The IMF estimated in April that fuel subsidies in Egypt would need to fall from EGP 331 billion ($6.8 billion) in fiscal year 2023-24 to EGP 245 billion ($5.1 billion) in 2024-25.
Some attribute the fuel price increases to Egypt’s desire to meet the IMF’s requirements in order to obtain the loan it seeks, as Cairo reached an agreement with the International Monetary Fund last March to raise the value of its loan to $8 billion instead of the $3 billion that had been agreed upon in December 2022, as part of a financing package from international institutions and entities to help Egypt confront the economic challenges it faces, especially the hard currency shortage crisis.
This came after the Egyptian government took successive flotation decisions since the end of 2022, which caused the Egyptian currency to lose about two-thirds of its value, in addition to other decisions related to raising fuel prices and reducing support for food commodities, in implementation of the Fund’s requirements as well.
The Fund had postponed the date of the third review of the extended loan program for Egypt, which was scheduled for the 10th of this month, to the 29th of the same month. Some attributed this to the Fund’s objection to the failure to implement its conditions, so the Egyptian government preempted that review by increasing fuel prices.
Abdul Muttalib stressed that the decisions to increase fuel prices will certainly lead to double increases in the prices of other goods and services because fuel is used in almost everything, whether production, transportation, etc.
The economic analyst pointed out that according to the indicators, the government may reduce the value of the pound against the dollar again soon, “in implementation of the conditions of the Fund, which believes that the current exchange rate is not fair.”

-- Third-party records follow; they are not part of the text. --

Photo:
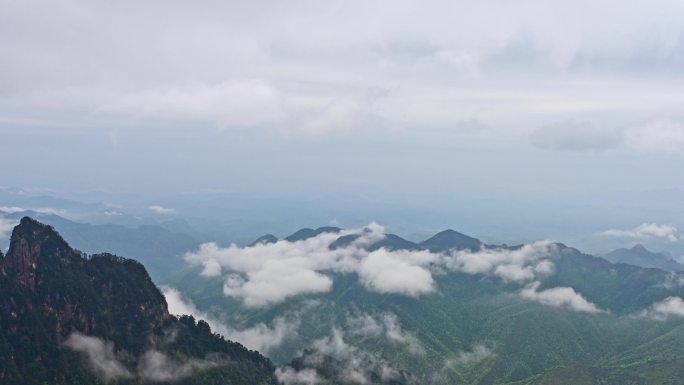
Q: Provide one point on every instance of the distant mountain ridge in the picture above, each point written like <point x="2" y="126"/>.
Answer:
<point x="441" y="242"/>
<point x="159" y="249"/>
<point x="638" y="255"/>
<point x="49" y="292"/>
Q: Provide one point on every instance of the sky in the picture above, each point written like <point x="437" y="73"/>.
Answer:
<point x="520" y="107"/>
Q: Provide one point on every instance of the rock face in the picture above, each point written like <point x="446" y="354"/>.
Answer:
<point x="49" y="291"/>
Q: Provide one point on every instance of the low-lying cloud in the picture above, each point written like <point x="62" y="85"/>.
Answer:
<point x="561" y="297"/>
<point x="161" y="210"/>
<point x="465" y="358"/>
<point x="384" y="326"/>
<point x="39" y="210"/>
<point x="669" y="308"/>
<point x="266" y="274"/>
<point x="101" y="357"/>
<point x="646" y="231"/>
<point x="6" y="226"/>
<point x="152" y="365"/>
<point x="260" y="337"/>
<point x="290" y="376"/>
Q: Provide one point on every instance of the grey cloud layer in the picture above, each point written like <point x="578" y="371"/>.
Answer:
<point x="361" y="65"/>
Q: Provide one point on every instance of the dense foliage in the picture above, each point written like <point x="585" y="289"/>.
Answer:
<point x="48" y="291"/>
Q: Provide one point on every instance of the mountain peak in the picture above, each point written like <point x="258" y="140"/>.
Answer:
<point x="31" y="239"/>
<point x="451" y="239"/>
<point x="639" y="248"/>
<point x="264" y="240"/>
<point x="307" y="233"/>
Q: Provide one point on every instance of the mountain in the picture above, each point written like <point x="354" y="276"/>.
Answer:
<point x="640" y="256"/>
<point x="70" y="318"/>
<point x="264" y="240"/>
<point x="307" y="233"/>
<point x="584" y="321"/>
<point x="389" y="242"/>
<point x="159" y="249"/>
<point x="451" y="240"/>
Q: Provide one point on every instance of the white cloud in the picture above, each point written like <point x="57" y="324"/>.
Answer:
<point x="152" y="364"/>
<point x="161" y="210"/>
<point x="670" y="307"/>
<point x="563" y="297"/>
<point x="39" y="210"/>
<point x="395" y="272"/>
<point x="386" y="326"/>
<point x="264" y="72"/>
<point x="157" y="366"/>
<point x="231" y="103"/>
<point x="260" y="337"/>
<point x="646" y="231"/>
<point x="658" y="135"/>
<point x="6" y="226"/>
<point x="478" y="353"/>
<point x="522" y="264"/>
<point x="101" y="356"/>
<point x="575" y="136"/>
<point x="289" y="376"/>
<point x="265" y="274"/>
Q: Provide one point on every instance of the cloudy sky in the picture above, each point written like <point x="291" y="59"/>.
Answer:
<point x="554" y="100"/>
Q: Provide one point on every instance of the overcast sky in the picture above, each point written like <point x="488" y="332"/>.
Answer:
<point x="566" y="100"/>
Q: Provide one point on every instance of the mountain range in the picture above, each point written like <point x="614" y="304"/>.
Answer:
<point x="585" y="320"/>
<point x="638" y="255"/>
<point x="71" y="318"/>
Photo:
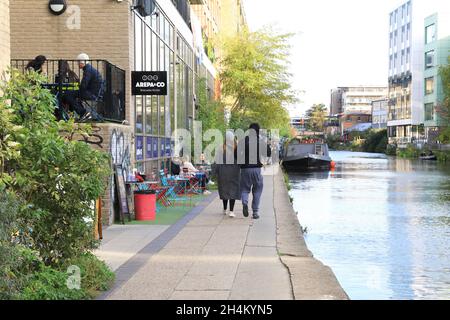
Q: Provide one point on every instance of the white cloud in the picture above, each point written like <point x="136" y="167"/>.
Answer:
<point x="337" y="43"/>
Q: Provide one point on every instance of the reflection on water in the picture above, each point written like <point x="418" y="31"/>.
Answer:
<point x="381" y="224"/>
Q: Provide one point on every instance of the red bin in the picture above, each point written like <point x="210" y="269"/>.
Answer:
<point x="145" y="205"/>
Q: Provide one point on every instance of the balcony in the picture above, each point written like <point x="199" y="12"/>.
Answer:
<point x="109" y="102"/>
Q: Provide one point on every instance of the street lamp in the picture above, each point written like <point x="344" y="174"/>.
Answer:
<point x="57" y="7"/>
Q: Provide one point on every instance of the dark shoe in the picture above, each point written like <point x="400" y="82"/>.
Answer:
<point x="245" y="210"/>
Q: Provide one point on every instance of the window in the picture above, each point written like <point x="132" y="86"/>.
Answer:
<point x="429" y="59"/>
<point x="430" y="33"/>
<point x="429" y="85"/>
<point x="429" y="112"/>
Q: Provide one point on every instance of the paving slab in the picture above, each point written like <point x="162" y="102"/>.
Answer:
<point x="261" y="276"/>
<point x="210" y="256"/>
<point x="122" y="242"/>
<point x="200" y="295"/>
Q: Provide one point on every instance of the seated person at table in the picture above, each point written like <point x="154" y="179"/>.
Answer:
<point x="175" y="167"/>
<point x="67" y="75"/>
<point x="36" y="64"/>
<point x="89" y="88"/>
<point x="187" y="166"/>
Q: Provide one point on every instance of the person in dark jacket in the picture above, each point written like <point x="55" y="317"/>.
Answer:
<point x="36" y="64"/>
<point x="228" y="174"/>
<point x="251" y="177"/>
<point x="90" y="87"/>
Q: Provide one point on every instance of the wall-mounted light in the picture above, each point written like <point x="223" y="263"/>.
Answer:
<point x="57" y="7"/>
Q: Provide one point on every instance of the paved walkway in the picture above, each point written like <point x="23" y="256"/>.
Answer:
<point x="210" y="257"/>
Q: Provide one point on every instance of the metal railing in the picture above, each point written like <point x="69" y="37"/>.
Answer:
<point x="110" y="102"/>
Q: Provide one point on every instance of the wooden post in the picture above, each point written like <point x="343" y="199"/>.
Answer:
<point x="99" y="219"/>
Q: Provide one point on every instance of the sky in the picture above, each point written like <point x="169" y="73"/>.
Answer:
<point x="336" y="42"/>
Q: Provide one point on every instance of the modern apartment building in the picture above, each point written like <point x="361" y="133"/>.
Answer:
<point x="336" y="101"/>
<point x="208" y="12"/>
<point x="436" y="54"/>
<point x="380" y="112"/>
<point x="118" y="32"/>
<point x="232" y="17"/>
<point x="4" y="36"/>
<point x="358" y="99"/>
<point x="406" y="69"/>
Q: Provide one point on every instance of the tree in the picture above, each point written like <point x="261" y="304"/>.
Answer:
<point x="58" y="179"/>
<point x="256" y="80"/>
<point x="443" y="108"/>
<point x="317" y="116"/>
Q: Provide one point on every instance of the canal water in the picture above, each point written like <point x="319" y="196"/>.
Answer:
<point x="382" y="224"/>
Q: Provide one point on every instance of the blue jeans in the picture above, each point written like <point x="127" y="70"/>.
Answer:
<point x="252" y="181"/>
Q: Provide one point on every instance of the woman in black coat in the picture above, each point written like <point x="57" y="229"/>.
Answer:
<point x="228" y="175"/>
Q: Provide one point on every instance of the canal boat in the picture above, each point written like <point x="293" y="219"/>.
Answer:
<point x="430" y="156"/>
<point x="305" y="153"/>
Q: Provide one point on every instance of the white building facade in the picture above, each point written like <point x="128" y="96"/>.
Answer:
<point x="359" y="98"/>
<point x="406" y="67"/>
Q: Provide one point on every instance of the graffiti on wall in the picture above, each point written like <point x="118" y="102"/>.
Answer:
<point x="94" y="138"/>
<point x="120" y="154"/>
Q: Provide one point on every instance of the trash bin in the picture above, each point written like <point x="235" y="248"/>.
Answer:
<point x="145" y="205"/>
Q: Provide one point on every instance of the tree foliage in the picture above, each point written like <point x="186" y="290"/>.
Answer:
<point x="317" y="117"/>
<point x="255" y="78"/>
<point x="57" y="178"/>
<point x="443" y="108"/>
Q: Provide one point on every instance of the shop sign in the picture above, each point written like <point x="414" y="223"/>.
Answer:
<point x="139" y="148"/>
<point x="149" y="83"/>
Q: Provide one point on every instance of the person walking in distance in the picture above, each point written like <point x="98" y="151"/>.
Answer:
<point x="228" y="174"/>
<point x="251" y="152"/>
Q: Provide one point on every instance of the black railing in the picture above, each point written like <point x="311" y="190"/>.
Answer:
<point x="109" y="102"/>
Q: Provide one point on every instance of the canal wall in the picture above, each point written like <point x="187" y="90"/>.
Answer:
<point x="311" y="279"/>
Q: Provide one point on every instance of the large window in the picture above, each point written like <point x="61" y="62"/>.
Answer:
<point x="429" y="85"/>
<point x="429" y="112"/>
<point x="430" y="33"/>
<point x="429" y="59"/>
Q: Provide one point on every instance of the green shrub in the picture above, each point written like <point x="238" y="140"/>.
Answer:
<point x="49" y="284"/>
<point x="59" y="178"/>
<point x="95" y="274"/>
<point x="444" y="136"/>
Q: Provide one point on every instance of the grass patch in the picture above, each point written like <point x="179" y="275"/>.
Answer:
<point x="170" y="215"/>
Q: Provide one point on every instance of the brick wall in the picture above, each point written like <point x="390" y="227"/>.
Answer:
<point x="116" y="140"/>
<point x="100" y="28"/>
<point x="4" y="35"/>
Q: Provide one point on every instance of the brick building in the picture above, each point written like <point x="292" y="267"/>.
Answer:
<point x="4" y="35"/>
<point x="118" y="32"/>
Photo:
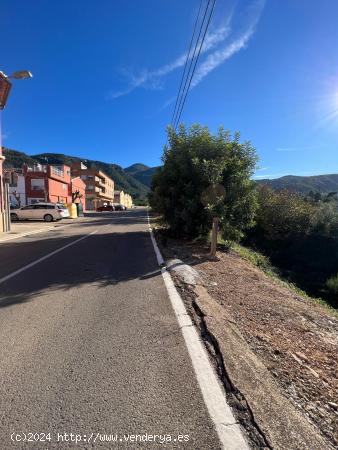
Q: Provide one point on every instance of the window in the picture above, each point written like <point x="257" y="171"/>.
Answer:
<point x="38" y="184"/>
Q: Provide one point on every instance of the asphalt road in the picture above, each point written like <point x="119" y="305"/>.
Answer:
<point x="90" y="344"/>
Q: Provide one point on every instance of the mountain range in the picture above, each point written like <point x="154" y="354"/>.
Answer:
<point x="136" y="179"/>
<point x="316" y="183"/>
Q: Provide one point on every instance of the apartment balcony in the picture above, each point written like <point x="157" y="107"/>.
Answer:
<point x="99" y="182"/>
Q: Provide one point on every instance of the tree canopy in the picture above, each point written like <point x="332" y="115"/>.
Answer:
<point x="205" y="176"/>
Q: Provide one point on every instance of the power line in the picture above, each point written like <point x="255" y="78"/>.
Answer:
<point x="186" y="62"/>
<point x="184" y="96"/>
<point x="174" y="123"/>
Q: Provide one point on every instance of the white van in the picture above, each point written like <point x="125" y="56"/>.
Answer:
<point x="38" y="211"/>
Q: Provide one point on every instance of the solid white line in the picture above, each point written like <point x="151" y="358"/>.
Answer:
<point x="228" y="430"/>
<point x="37" y="261"/>
<point x="28" y="233"/>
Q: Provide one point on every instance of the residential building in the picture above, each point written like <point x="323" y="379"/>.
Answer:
<point x="77" y="190"/>
<point x="128" y="201"/>
<point x="122" y="198"/>
<point x="16" y="186"/>
<point x="99" y="187"/>
<point x="47" y="183"/>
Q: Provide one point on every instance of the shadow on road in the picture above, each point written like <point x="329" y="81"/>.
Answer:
<point x="109" y="257"/>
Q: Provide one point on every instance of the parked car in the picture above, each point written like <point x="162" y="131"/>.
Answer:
<point x="105" y="208"/>
<point x="38" y="211"/>
<point x="120" y="208"/>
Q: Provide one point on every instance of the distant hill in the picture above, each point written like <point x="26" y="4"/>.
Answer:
<point x="124" y="180"/>
<point x="142" y="173"/>
<point x="303" y="185"/>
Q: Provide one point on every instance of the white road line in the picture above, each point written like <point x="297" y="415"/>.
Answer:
<point x="37" y="261"/>
<point x="28" y="233"/>
<point x="228" y="430"/>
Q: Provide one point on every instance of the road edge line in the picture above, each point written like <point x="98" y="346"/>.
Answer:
<point x="37" y="261"/>
<point x="228" y="430"/>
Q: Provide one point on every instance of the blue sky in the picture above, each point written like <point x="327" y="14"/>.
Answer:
<point x="106" y="73"/>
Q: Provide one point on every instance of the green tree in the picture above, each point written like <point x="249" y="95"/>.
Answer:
<point x="205" y="176"/>
<point x="282" y="214"/>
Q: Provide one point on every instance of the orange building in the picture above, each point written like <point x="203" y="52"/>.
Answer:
<point x="49" y="183"/>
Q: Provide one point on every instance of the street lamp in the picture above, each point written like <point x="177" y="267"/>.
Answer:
<point x="5" y="87"/>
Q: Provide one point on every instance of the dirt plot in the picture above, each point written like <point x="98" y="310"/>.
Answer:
<point x="296" y="339"/>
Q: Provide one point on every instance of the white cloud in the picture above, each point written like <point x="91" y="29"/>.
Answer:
<point x="220" y="56"/>
<point x="154" y="79"/>
<point x="287" y="149"/>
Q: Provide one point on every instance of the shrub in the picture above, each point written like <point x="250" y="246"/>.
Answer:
<point x="205" y="176"/>
<point x="332" y="284"/>
<point x="282" y="214"/>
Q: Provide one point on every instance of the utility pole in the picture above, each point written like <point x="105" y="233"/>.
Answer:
<point x="5" y="87"/>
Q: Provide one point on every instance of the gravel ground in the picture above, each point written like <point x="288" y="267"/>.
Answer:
<point x="295" y="338"/>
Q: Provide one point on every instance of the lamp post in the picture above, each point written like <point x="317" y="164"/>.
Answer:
<point x="5" y="87"/>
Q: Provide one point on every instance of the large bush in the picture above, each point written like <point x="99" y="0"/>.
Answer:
<point x="204" y="176"/>
<point x="282" y="214"/>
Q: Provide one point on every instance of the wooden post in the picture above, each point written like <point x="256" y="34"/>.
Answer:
<point x="214" y="232"/>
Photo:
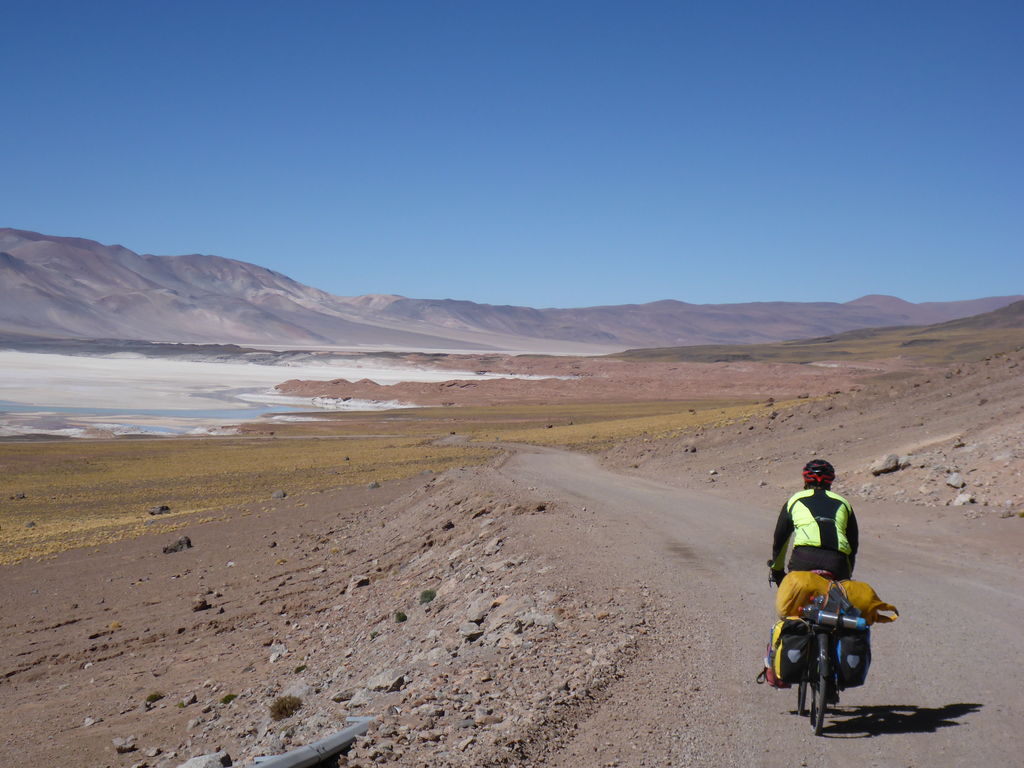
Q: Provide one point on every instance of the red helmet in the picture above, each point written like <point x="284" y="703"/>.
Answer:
<point x="819" y="471"/>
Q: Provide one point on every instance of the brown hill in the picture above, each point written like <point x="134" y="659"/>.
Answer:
<point x="969" y="338"/>
<point x="76" y="288"/>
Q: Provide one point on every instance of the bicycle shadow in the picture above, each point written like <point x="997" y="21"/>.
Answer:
<point x="865" y="722"/>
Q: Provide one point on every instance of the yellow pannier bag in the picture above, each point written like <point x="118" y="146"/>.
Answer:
<point x="866" y="600"/>
<point x="801" y="587"/>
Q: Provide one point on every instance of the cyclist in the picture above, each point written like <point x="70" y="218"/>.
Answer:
<point x="821" y="524"/>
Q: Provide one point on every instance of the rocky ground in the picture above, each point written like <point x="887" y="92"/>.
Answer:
<point x="480" y="617"/>
<point x="952" y="437"/>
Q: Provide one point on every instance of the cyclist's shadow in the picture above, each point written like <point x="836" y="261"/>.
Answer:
<point x="865" y="722"/>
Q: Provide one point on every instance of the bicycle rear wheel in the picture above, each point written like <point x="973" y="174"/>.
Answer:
<point x="820" y="685"/>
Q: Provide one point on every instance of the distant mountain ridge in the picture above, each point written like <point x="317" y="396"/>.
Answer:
<point x="77" y="288"/>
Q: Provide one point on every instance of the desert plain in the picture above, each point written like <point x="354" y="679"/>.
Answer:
<point x="555" y="571"/>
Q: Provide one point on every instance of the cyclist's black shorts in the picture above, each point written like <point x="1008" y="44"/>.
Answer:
<point x="812" y="558"/>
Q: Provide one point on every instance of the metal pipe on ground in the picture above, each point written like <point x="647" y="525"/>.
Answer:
<point x="317" y="752"/>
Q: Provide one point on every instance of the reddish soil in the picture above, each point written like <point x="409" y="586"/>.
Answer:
<point x="601" y="380"/>
<point x="582" y="616"/>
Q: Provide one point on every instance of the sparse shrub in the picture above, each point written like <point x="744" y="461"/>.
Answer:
<point x="285" y="707"/>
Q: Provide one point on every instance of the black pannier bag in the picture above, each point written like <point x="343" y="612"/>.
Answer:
<point x="791" y="647"/>
<point x="853" y="651"/>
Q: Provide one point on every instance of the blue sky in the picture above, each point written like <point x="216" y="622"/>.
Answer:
<point x="545" y="154"/>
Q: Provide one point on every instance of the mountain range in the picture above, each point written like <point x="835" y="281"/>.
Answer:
<point x="80" y="289"/>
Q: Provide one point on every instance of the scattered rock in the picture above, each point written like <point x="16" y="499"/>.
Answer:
<point x="955" y="481"/>
<point x="201" y="603"/>
<point x="124" y="745"/>
<point x="885" y="465"/>
<point x="214" y="760"/>
<point x="358" y="581"/>
<point x="181" y="544"/>
<point x="389" y="680"/>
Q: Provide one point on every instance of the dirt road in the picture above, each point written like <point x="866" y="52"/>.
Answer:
<point x="944" y="685"/>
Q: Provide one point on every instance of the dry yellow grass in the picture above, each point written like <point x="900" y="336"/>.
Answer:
<point x="84" y="493"/>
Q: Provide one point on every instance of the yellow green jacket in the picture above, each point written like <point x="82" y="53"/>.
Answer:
<point x="815" y="517"/>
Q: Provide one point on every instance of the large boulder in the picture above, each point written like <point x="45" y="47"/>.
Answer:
<point x="886" y="464"/>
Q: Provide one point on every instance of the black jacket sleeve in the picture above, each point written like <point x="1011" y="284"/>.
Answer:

Global prices are the reason!!
For his part, Khaled Othman, Assistant Minister of Petroleum and Mineral Resources of Egypt, said that there are several reasons that prompted the Automatic Pricing Committee for Petroleum Products to raise the prices of gasoline and diesel.
Local media quoted Osman as saying, “Global events and geopolitical tensions such as the events in Gaza and Sudan, and the movement of the exchange rate, have led to a significant increase in the cost.
He explained that the subsidy for diesel has almost doubled to reach 20 pounds per liter, noting that the surrounding countries sell diesel at a price exceeding 35 pounds, while its price in the global markets is about 34 pounds, according to what he said.
Osman stressed that: “The daily support provided for diesel causes the state to lose 450 million pounds per day, and if we add the support for gasoline and the support for fuel supplied to electricity, the support exceeds one billion pounds per day, and this is a terrifying number,” he said.
Media outlets quoted an unnamed Egyptian official as saying that the government is seeking to save 36 billion pounds from the recent fuel price hike, but observers confirmed that the losses to the production sectors will be much greater than that.
The increase is long overdue.
Mohamed El-Geblawy, a member of the Egyptian parliament’s energy committee, told the BBC: “The pricing committee approved fuel price increases based on a review and in accordance with global increases in fuel prices, and the Egyptian state must proceed in parallel with global increases.”
Al-Jablawi downplayed the impact of the new increases on the current situation in the country, saying, “We do not deny that some people are exploiting this increase to double the prices of goods and services such as transportation and food products, and therefore the government is required to strictly monitor this.”
Al-Gablawi concluded by saying, “This increase was delayed a lot due to the state of tension in the Egyptian street due to the large increases in the prices of goods and services and the harm that people suffered from that, but this increase was necessary.”